Sentei ao lado de Davi na cama, com as pernas cruzadas e o notebook no colo, abri o navegador de internet enquanto abria as pastas da tradução na qual estava trabalhando.

Por força do hábito, chequei meus emails, mesmo já tendo feito isso à tarde. Havia três novas mensagens. As mesmas propagandas de sempre, pensei. Eu tinha razão. Só tinha propagandas de lojas virtuais, assinaturas de revistas e newsletters de blogs que eu costumava visitar. Na caixa de lixo eletrônico havia apenas uma mensagem. Poderia ser de algum cliente que não estava registrado nos meus contatos, por via das dúvidas, fui conferir.

O nome do remetente era “Blue Envelope”. Gelei.

A mensagem dizia:

“Hey, Garota do Envelope Azul,

Uau, essa foi rápida! Não esperava sua carta tão cedo. Pensei que tivesse ficado chateada com a demora de minha resposta. Quer dizer que estou perdoado? Obrigado por não me deixar esperando.

Escolhi esse nome “Blue Envelope” para você não sentir falta da correspondência convencional. Achei que combinaria com você.

Sinto como se a conhecesse a muito tempo, mas na verdade não sabemos quase nada um do outro. Por exemplo, você ainda não disse onde nos conhecemos. Podemos começar por aí, o que acha?

Aguardo ansioso por sua resposta.

Se cuida,

Beijos,

Peter”

Dei um sobressalto tão forte na cama que não sei como Davi não acordou. Desceu um gelo na minha barriga, aquela sensação de sempre, quando me surpreendo com alguma coisa vinda do Roger. Eu já deveria estar acostumada com essa sensação – eu acho.
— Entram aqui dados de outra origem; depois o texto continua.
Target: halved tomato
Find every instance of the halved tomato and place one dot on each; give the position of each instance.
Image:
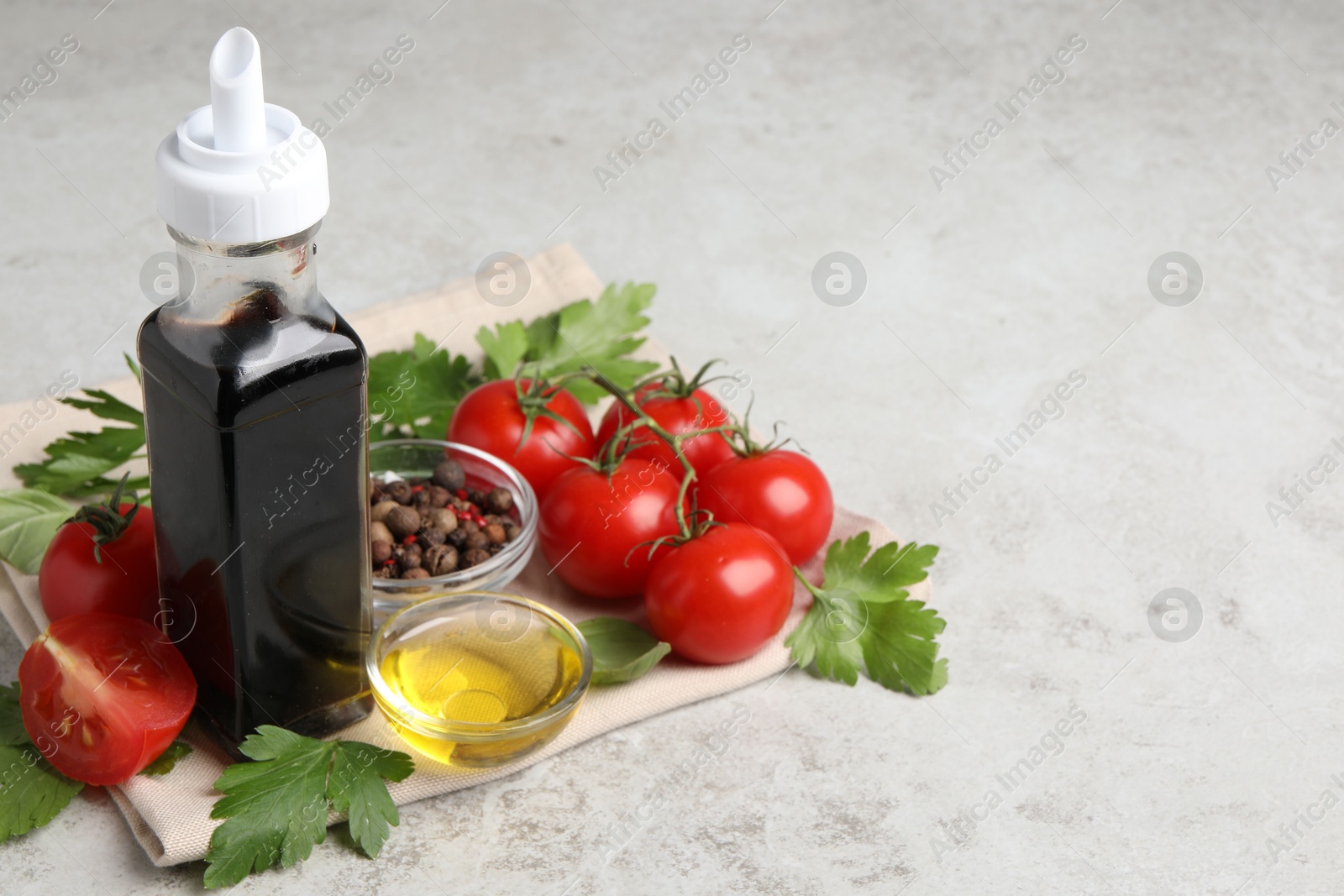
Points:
(104, 694)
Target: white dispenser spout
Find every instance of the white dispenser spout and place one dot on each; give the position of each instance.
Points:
(241, 170)
(235, 93)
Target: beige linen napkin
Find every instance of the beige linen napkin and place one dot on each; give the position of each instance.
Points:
(170, 815)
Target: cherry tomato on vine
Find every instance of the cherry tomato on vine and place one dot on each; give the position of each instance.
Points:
(591, 528)
(104, 694)
(676, 412)
(776, 490)
(495, 418)
(721, 595)
(102, 562)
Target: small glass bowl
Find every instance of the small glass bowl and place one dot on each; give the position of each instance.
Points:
(477, 679)
(418, 457)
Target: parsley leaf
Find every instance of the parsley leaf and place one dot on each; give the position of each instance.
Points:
(416, 391)
(167, 759)
(584, 333)
(862, 617)
(76, 464)
(276, 808)
(356, 788)
(29, 520)
(622, 651)
(31, 792)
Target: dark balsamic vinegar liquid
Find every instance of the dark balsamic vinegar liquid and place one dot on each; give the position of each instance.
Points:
(259, 479)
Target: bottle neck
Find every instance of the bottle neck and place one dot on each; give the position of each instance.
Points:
(228, 282)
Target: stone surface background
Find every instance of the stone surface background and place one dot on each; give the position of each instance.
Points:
(980, 298)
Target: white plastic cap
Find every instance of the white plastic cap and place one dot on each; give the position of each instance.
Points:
(241, 170)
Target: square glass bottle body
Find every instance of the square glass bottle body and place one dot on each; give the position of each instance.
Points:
(255, 418)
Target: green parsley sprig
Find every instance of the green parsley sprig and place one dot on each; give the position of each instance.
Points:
(862, 618)
(77, 464)
(276, 806)
(31, 792)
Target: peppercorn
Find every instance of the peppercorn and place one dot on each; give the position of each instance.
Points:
(499, 501)
(380, 532)
(441, 519)
(440, 559)
(402, 521)
(400, 492)
(449, 474)
(407, 557)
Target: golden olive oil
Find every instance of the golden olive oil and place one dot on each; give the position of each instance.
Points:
(470, 679)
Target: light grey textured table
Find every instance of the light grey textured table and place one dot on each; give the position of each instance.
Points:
(1030, 262)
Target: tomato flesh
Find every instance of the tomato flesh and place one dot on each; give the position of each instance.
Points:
(719, 597)
(591, 527)
(780, 492)
(678, 416)
(123, 579)
(104, 694)
(490, 418)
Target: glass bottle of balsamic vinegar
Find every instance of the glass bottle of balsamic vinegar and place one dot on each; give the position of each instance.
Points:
(255, 421)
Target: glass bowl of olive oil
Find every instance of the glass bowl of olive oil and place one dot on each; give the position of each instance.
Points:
(479, 679)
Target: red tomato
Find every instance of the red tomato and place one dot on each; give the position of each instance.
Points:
(781, 493)
(591, 528)
(123, 579)
(696, 411)
(490, 418)
(719, 597)
(104, 694)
Estou começando a acreditar que Roger é meu anjo da guarda, ou algo do tipo. Ele sempre aparece nos momentos mais difíceis e alegra meu dia com um punhado de palavras gentis e engraçadas, me salva do tédio. O próprio fato de ele falar comigo em si já era um milagre. Uma prova de que eu não devia nunca deixar de acreditar no impossível, pois quando algo tem de acontecer, o mundo conspira para que aconteça.

Compreender qual a motivação dele para fazer isso está além da minha capacidade. Mas era muito bem-vindo. Até agora só me fez bem, então por quê negar seu pedido?

No fundo era algo que eu queria muito. Conhecê-lo melhor. Ter o privilégio de saber o que passa em sua cabeça e seu coração. Me enchia de orgulho pensar que ele escolheu a mim para ser sua amiga.

Só com o tempo descobrirei sua motivação. Por enquanto só quero desfrutar dessas alegrias que ele está me proporcionando gratuitamente. Só Deus sabe quanto tempo isso vai durar. Tenho que aproveitar ao máximo!

Fiquei alguns minutos matutando como responderia a mensagem. Não queria parecer boba, também não queria parecer deslumbrada. Sempre tentei ser o mais natural possível, talvez isso tenha despertado sua curiosidade.

Ele queria saber quem eu era. Chegou o momento da verdade. E se ele perdesse o interesse ao saber que eu era aquela garota louca que gritou com ele em plena livraria em Londres? Um flashback da cena invadiu minha memória com toda força. Senti as bochechas esquentando de vergonha ao lembrar a cena patética:

Ai meu Deus, ele está vindo na nossa direção! Agora meu coração parecia que estava pronto para correr os 100 metros rasos nas Olimpíadas. Não tive tempo de contar para as meninas, que os anjos permitam que elas não façam o escândalo que imagino que farão. Os sentimentos que despertaram minha enxaqueca voltaram com tudo quando ele se aproximou nervoso, com uma expressão mortificada.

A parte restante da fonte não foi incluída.